Another text written in the 13th century also explained that this island was beyond Greenland, possibly in what is now called New Brunswick, a very fertile area of Canada. Unfortunately, the Winland of the Vikings did not prosper. It was a long way from Europe and its conquerors failed to create permanent colonies there.
Despite all these ancient knowledge, related to the shape of the planet and the possibility of traveling westward across the Atlantic, the existence of a continent like America was completely ignored. In short, Columbus knew that the earth was round, but he believed that there was only water between Europe and Asia. If he ignored something as fundamental as the existence of America, we can imagine that dreaming of Argentina could have been considered little less than heresy. A discussed map of Vespucci, dated in 1502, first called the vast expanses discovered by Columbus “Novus Mundus”. He described much of South America.

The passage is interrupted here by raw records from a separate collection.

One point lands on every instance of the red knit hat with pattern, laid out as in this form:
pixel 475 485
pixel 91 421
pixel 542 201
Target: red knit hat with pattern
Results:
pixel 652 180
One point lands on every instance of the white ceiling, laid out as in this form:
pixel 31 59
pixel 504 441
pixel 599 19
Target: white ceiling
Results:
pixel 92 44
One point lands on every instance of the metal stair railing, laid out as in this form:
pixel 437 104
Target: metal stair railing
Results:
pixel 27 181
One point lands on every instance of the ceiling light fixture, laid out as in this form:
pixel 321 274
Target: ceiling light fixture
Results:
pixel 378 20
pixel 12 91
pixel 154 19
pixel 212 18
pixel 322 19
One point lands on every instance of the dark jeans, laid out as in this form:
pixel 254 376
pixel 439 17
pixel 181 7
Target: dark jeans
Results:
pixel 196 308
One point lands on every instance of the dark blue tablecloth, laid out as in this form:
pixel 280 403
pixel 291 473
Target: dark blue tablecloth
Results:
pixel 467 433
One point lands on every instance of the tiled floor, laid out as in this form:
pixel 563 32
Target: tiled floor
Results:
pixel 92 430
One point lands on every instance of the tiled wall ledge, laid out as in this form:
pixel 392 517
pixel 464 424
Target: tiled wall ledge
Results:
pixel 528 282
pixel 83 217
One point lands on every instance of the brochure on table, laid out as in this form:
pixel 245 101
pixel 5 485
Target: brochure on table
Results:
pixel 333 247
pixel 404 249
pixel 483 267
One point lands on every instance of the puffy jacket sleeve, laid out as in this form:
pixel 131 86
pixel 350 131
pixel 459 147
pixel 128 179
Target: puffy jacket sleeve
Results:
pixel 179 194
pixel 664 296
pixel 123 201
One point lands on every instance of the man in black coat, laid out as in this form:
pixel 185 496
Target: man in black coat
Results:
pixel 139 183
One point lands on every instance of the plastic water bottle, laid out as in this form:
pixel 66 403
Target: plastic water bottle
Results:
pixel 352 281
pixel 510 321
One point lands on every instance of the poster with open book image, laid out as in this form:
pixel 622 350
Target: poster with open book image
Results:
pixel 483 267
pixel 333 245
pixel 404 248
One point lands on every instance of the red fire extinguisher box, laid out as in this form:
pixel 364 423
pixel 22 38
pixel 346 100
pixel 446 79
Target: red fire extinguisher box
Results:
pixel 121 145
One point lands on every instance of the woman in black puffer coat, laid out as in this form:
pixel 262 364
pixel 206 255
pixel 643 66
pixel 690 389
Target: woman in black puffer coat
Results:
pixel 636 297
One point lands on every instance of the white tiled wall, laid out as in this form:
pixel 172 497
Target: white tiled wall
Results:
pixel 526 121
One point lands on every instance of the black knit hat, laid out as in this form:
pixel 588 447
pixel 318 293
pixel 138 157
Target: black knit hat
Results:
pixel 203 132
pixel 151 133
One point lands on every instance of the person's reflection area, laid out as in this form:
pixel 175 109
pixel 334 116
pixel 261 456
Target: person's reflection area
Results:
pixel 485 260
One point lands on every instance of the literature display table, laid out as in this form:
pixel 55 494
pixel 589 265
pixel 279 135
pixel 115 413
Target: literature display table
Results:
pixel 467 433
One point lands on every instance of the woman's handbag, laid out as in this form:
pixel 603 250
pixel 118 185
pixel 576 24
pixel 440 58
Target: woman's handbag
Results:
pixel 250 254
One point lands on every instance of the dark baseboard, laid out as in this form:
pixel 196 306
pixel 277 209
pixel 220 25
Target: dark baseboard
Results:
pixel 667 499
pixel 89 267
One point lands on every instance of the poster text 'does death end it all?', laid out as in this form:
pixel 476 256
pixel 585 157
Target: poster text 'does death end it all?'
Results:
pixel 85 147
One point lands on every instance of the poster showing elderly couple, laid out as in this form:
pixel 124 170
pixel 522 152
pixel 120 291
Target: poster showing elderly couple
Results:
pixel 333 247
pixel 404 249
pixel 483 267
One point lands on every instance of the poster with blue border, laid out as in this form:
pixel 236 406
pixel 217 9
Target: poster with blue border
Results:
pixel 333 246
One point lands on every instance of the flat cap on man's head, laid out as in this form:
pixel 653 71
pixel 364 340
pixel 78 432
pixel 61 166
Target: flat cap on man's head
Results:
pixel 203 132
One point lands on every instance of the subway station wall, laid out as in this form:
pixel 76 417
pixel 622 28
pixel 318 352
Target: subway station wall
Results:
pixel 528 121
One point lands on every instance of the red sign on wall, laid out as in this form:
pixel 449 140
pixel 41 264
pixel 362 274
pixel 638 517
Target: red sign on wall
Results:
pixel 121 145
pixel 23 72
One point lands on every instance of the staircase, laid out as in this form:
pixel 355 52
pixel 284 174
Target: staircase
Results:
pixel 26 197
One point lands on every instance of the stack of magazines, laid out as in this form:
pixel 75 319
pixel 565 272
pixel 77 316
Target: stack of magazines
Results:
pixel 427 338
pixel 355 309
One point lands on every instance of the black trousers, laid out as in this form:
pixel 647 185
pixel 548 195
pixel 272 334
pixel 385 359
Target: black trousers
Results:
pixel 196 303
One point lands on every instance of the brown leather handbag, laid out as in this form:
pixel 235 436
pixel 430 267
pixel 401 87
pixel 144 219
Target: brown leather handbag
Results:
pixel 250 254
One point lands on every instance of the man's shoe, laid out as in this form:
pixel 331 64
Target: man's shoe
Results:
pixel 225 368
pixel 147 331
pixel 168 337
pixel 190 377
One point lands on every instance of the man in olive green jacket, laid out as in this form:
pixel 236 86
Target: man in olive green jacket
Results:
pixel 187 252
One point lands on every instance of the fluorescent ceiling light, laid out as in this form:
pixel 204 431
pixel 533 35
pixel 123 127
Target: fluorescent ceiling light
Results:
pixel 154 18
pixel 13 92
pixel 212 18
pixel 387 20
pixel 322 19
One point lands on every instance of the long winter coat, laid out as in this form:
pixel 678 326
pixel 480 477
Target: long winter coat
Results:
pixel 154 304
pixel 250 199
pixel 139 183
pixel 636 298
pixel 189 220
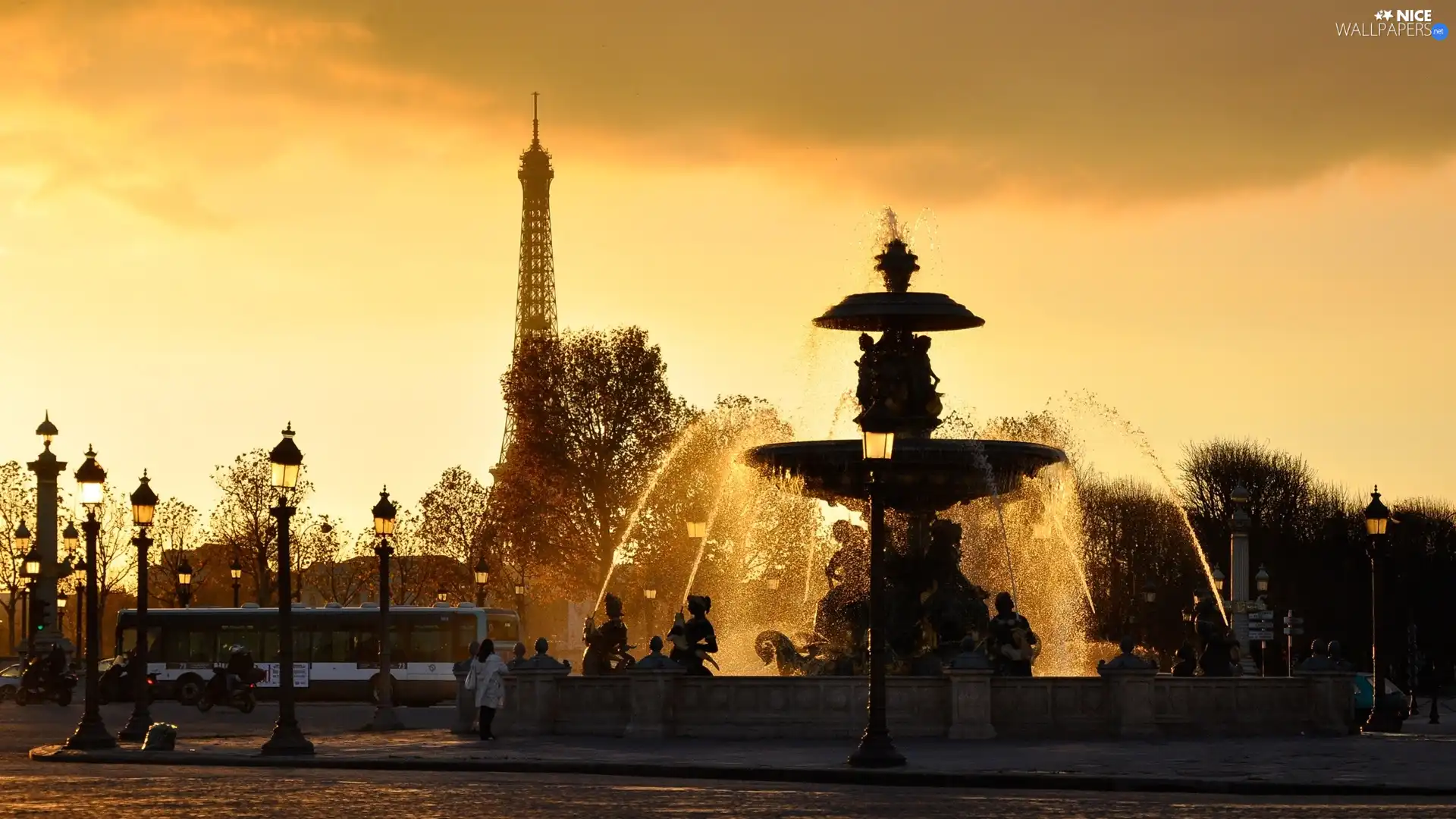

But it was Solis who in 1516 stepped on this territory for the first time. Having discovered the Mar Dulce or Río de la Plata, he wanted to land and a group of indigenous tribes murdered him in an impious manner. These villages lived on the banks of the river since ancient times. There has been a human presence in the region since prehistory. The Argentine adventure, then, is not a consequence of its discovery, much less. The great development of neolithic cultures of hunters and gatherers immemorial preceded Incas and Spaniards, conquerors and immigrants. That is why there must be unknown chronicles, covered by centuries of assumptions and setbacks that have not yet been compiled. In the end, it is not only a country, but a whole story that
Sergio es un autor e historiador argentino que revisa los movimientos segregacionistas a través de la historia. Ha publicado entre otros libros, Los Escribas de Dios, Los Músicos de Dios, Breve Historia del Mundo y Mitos a Medias. Actualmente es docente de Pensamiento del Siglo XX en la Dirección de Cultura de la Universidad de Belgrano y escribe para Ediciones Fortnel.